With the exception of Hawaii, all states in the region are selling gas that is more expensive on the week: Oregon (+10 cents), Washington (+5 cents), Nevada (+2 cents), Alaska (+1 cent), California (+1 cent) and Arizona (+1 cent). Hawaii’s gas price dropped by one cent in the last week. The country’s first total solar eclipse, happening today, is the driver behind Oregon’s double-digit increase. The state is seeing an influx of visitors to witness the event.
Despite a small 100,000 bbl build on the week, West Coast gasoline inventories are 3.6 million bbl lower than this time last year. For the third consecutive week, the region’s total inventory registers under 27 million bbl, the second lowest inventory levels of all regions. However, the West Coast continues to lead the country with the most expensive gas prices.
Gas prices continue to increase for the bulk of states in the Rockies as the region’s gasoline inventory levels hit a yearly low of 6.3 million bbl.
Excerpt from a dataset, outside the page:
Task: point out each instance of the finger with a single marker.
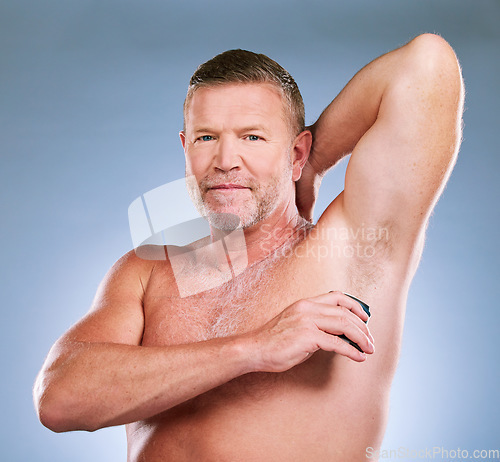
(340, 299)
(336, 313)
(334, 343)
(343, 326)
Consumers in four states are paying more on the week: Idaho (+7 cents), Utah (+5 cents), Montana (+1 cent) and Wyoming (+1 cent), while Coloradoans are paying one cent less.
Compared to a month ago, gas prices in the region are on average 12 cents more: Idaho (+19 cents), Utah (+13 cents), Wyoming (+13 cents), Montana (+9 cents) and Colorado (+5 cents). Typically, the region sees higher gas prices in the summer due to seasonal tourism.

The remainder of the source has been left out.